But that wasn't the choice I was given.
So here we are.

And I love it.
I am accepting the changes and embracing the opportunity. So are our writers.

Debbie from Missives from Suburbia offers a glimpse into the reality that is online dating and how being open to opportunities, no matter how unlikely they may first appear, can be the gateway to unexpected blessings.

John from altjiranga mitjina writes about an opportunity that he did embrace but that managed to slip away anyway.

Karen Rayne from Adolescent Sexuality finds herself given an opportunity that she didn't even realize she was looking for, but a valuable one worth exploring, nonetheless.

As our Featured Post and Blog of the Week, Amie from MammaLoves... sums up my feelings about opportunity precisely, with a bit of speculation about the paths opportunity leads us down... as well as those paths not taken.

Finally, I am seizing the opportunity myself to share with you a guest post I originally published as a spur-of-the-moment guest blogger on Queen of Spain. The Queen of Spain is a rock-solid blogger in Southern California... yeah, that Southern California. The one in the news all the time right now. The one on fire.

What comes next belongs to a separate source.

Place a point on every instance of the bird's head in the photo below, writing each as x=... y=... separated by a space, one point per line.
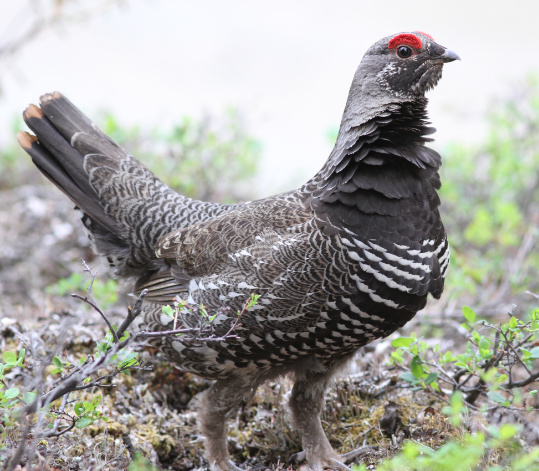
x=406 y=64
x=398 y=68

Along with hundreds of other families, the Queen of Spain recently had to evacuate her home. As I write this, her home has remained mostly unscathed, however hundreds of other families have not been so lucky.

This is our opportunity. It is our chance to lend a hand to those in need.

Below are a handful of links to relief agencies benefiting families that are suffering due to the fires in Southern California, courtesy of the Queen of Spain.

Additionally, I am linking to the American Red Cross, an organization my family accepted help from after Hurricane Katrina and to whom I will be eternally grateful. I saw firsthand how they use their funds. It was astonishingly comforting and effective.

Visit the links. See if there is anything you can do. You would be amazed at how far just a little help can go to comfort families who have lost everything. It is a wonderful opportunity to step up.

In the meantime, join in the conversation. Read this week's submissions, visit the author's blogs, then join in the discussion. Post on your own blog about this week's theme, send me the link, and we will feature it in the "Joining In..." feature at the bottom of the page. Be sure to check back often to see who has joined in. Opportunities abound this week, however...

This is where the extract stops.